Seldom does a day go by that someone doesn’t ask me about pricing and production rates for the cleaning of commercial buildings. Sometimes they ask about pricing a small space or building, and other times they ask about pricing for hundreds of thousands, or even millions, of square feet.
There is an almost endless list of variables in each building that needs to be, or should be, taken into consideration when calculating a realistic price or production rate for cleaning services. An important and overriding factor is how you go about doing the work. How you workload the building, equipment, and processes used to clean it have an equal or greater impact than other variables on determining the amount of labor and costs required to get the work done in a way that meets the cleaning specifications.
Pricing is generally determined based upon the knowledge of the person(s) preparing the bid, and workloading exactly how cleaning workers will be assigned to service the account.
Bidding and estimating and workloading are actually two separate, but directly related, functions that are best done together. A salesperson often prepares the bid or estimate, and then the job of workloading the space is often handed over to an operations manager or supervisor to prepare for and/or actually start the account.
A more productive approach is to have the salesperson work with the supervisor or operations manager during the bidding process to determine how to best staff and workload, as well as determine what equipment and processes would be the most productive to use for the prospective account.
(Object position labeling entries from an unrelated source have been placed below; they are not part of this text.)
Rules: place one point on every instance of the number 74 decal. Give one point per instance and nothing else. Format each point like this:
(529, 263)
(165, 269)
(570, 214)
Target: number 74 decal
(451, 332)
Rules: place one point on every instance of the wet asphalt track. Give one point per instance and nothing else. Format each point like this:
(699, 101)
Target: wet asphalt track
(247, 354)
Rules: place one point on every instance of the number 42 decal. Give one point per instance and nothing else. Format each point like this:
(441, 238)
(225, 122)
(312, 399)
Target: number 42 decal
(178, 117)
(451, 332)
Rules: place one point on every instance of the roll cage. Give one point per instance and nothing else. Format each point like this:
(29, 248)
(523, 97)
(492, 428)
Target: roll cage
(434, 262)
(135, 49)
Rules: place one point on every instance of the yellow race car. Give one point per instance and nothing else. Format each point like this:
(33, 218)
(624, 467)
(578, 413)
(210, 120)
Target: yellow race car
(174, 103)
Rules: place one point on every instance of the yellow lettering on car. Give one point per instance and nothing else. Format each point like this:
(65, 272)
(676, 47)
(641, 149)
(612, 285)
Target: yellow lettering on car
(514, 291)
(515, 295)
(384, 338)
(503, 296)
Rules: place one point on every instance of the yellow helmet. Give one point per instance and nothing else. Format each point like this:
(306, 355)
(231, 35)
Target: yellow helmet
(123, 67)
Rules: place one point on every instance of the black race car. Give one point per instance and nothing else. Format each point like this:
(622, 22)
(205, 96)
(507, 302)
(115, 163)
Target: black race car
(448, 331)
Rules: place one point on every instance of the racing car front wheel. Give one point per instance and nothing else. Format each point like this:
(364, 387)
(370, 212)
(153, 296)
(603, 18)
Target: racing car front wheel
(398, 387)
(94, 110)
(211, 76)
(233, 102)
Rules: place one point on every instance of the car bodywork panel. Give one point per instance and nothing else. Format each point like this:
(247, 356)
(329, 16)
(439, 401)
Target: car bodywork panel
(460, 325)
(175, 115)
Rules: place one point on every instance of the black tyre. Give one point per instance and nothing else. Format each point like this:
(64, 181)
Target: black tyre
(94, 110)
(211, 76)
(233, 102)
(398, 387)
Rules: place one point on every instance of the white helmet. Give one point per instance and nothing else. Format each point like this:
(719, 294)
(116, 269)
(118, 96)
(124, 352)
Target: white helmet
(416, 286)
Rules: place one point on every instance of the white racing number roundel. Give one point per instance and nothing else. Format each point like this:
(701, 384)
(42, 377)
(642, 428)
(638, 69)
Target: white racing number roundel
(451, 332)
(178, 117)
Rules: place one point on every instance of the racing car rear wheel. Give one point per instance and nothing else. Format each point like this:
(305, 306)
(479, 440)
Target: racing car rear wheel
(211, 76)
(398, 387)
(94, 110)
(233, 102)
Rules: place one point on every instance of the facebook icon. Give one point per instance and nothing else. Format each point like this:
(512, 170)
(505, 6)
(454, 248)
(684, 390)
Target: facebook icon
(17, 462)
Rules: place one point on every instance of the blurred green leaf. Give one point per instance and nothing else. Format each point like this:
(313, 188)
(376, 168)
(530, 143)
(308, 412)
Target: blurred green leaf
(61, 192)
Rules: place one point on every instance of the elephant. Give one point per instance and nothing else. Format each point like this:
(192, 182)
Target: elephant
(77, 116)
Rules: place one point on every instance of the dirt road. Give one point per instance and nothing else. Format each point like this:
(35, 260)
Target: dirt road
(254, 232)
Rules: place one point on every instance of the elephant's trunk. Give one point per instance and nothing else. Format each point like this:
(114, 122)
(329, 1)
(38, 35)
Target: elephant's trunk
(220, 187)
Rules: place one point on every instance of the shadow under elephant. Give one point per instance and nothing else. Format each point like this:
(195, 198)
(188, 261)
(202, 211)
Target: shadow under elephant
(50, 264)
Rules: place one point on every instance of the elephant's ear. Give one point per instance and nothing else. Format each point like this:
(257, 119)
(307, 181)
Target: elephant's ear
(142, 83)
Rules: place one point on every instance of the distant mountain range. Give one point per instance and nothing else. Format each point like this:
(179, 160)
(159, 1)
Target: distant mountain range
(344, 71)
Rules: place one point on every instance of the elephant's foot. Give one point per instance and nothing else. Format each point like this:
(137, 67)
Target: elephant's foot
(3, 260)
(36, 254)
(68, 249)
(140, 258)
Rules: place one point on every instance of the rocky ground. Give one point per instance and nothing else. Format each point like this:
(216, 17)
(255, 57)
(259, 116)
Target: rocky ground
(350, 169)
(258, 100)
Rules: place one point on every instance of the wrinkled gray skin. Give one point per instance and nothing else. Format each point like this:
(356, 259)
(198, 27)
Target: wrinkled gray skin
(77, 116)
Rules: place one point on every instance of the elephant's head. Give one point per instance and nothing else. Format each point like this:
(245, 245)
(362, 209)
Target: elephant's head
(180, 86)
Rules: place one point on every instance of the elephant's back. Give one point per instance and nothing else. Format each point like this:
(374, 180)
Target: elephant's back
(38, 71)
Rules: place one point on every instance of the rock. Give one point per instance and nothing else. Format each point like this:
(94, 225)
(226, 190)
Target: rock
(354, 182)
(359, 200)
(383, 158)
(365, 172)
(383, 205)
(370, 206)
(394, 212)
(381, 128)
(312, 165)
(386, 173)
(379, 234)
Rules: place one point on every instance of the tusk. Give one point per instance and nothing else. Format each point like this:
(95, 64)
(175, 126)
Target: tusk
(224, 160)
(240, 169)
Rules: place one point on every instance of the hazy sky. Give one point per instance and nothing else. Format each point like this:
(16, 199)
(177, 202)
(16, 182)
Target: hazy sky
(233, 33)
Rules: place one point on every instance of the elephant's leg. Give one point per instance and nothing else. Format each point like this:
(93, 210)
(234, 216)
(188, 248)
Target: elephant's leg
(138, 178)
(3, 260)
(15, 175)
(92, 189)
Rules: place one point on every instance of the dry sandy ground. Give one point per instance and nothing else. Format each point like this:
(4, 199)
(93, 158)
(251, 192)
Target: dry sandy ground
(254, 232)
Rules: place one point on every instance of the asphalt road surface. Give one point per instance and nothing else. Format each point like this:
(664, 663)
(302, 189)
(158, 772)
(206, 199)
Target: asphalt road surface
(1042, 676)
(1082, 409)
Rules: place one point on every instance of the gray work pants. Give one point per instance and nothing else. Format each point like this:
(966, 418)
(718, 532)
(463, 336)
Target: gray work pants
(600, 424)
When this is done, there is less of a chance that there will be a conflict, and there will be less confusion about what the person bidding the account had in mind when he or she came up with the price and budget.
When these two critical elements of the process don’t work together or communicate, the operations staff will often say there is no way to complete the work at the given rate or within the given budget.
Purchasing and using the right equipment for each account is critical when it comes to holding the line on labor costs, and being competitive and efficient in completing the work. There can be tremendous differences in costs and production rates for every item used in an account, whether it is a mop, vacuum cleaner, floor machine, or autoscrubber. If you don’t know and compare the productivity rates and return on investment (ROI) for every purchase made when bidding and setting up an account, you are not being as competitive or as profitable as you could be.
In today’s competitive marketplace, you need to engineer each work assignment. Employees must be trained on what tasks to perform each day, how long they should take to complete, and what is expected as an end result of doing the work. They also need to know what they should not do each day, as every step and task takes time and costs money, and there is no need or room in the budget to complete tasks that are not necessary or included in the specifications.
Most workers who want to do a good job will tend to do more than they should or do things that aren’t needed, both of which waste time and money. Training, scheduling, and monitoring daily tasks are critical for meeting production and quality standards, and cannot be left to chance if the goal is to have a profitable and smooth-running operation.
Set your expectations high when it comes to production and quality for each employee. Employees will rise to the occasion if they know what needs to be done, as well as how and when to do it. If you don’t provide this information, the work will expand to fill the time that is available, and when this happens, production rates go down and costs go up.